For us, we'd already fixed the misreading due to our switch to
bssl::Array and bssl::Span, but the documentation was odd. This CL
preserves that behavior, but updates the documentation and writes a
test.
Update-Note: SSL_CTX_set_alpn_protos and SSL_set_alpn_protos will now
reject invalud inputs.
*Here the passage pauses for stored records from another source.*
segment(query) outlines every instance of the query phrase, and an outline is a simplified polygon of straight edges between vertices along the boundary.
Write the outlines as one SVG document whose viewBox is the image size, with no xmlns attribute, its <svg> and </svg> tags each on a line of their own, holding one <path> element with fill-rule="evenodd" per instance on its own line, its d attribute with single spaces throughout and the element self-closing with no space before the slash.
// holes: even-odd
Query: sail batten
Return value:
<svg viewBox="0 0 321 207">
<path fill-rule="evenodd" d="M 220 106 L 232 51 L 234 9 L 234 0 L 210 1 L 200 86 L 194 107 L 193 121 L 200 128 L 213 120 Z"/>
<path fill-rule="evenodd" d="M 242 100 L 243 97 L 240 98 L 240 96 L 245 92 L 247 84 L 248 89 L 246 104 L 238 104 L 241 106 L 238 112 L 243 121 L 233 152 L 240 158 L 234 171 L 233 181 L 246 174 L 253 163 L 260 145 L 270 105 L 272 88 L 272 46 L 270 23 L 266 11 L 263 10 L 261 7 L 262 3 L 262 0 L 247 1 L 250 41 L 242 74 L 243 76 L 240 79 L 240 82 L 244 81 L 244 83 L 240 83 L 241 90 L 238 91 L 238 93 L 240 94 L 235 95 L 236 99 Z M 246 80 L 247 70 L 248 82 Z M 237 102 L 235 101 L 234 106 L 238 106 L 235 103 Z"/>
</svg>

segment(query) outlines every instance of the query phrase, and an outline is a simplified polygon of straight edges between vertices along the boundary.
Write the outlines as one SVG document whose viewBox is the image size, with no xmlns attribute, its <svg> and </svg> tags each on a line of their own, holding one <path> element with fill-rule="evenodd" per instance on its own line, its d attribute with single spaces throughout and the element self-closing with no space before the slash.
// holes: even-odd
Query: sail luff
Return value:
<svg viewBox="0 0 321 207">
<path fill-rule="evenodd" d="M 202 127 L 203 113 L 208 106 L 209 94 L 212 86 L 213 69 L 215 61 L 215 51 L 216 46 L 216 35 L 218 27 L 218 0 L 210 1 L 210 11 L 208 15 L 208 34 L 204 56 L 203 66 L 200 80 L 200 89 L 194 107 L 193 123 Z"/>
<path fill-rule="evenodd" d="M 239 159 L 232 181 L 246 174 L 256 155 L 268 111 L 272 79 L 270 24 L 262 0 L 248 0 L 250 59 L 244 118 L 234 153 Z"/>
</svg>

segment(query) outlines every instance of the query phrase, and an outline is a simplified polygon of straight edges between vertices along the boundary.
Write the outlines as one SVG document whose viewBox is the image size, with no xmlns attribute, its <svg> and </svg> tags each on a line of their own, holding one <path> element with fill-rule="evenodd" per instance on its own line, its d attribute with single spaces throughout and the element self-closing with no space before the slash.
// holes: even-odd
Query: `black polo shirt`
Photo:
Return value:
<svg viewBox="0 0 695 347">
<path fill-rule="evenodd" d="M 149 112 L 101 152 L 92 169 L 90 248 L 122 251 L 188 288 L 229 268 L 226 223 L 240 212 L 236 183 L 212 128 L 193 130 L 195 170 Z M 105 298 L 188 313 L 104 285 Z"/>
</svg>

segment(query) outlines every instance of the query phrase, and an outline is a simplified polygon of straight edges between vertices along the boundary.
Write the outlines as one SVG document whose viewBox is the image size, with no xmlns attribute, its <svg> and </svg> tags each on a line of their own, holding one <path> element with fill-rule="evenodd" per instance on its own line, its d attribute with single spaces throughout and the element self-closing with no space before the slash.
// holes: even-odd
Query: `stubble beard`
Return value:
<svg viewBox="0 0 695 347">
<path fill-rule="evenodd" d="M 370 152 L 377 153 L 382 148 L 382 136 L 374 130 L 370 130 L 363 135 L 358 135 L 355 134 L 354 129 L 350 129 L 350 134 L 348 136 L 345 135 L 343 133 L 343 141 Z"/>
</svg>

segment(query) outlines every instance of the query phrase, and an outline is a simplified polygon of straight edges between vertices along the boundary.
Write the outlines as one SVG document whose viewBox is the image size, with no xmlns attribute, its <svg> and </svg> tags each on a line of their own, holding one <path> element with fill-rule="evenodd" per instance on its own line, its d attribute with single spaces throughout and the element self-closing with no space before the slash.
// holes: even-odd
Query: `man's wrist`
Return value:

Previously, they would accept them, but silently
send an invalid ALPN extension which the server would almost certainly
error on.
Change-Id: Id5830b2d8c3a5cee4712878fe92ee350c4914367
Reviewed-on: https://boringssl-review.googlesource.com/c/boringssl/+/46804
Commit-Queue: David Benjamin <davidben@google.com>
Reviewed-by: Adam Langley <agl@google.com>
diff --git a/crypto/err/ssl.errordata b/crypto/err/ssl.errordata
index da85b1f..04c7d53 100644
--- a/crypto/err/ssl.errordata
+++ b/crypto/err/ssl.errordata
@@ -79,6 +79,7 @@
SSL,157,INAPPROPRIATE_FALLBACK
SSL,303,INCONSISTENT_CLIENT_HELLO
SSL,259,INVALID_ALPN_PROTOCOL
+SSL,315,INVALID_ALPN_PROTOCOL_LIST
SSL,314,INVALID_CLIENT_HELLO_INNER
SSL,158,INVALID_COMMAND
SSL,256,INVALID_COMPRESSION_LIST
diff --git a/include/openssl/ssl.h b/include/openssl/ssl.h
index 16b64c1..8d8e091 100644
--- a/include/openssl/ssl.h
+++ b/include/openssl/ssl.h
@@ -2723,8 +2723,9 @@
// SSL_CTX_set_alpn_protos sets the client ALPN protocol list on |ctx| to
// |protos|. |protos| must be in wire-format (i.e. a series of non-empty, 8-bit
-// length-prefixed strings). It returns zero on success and one on failure.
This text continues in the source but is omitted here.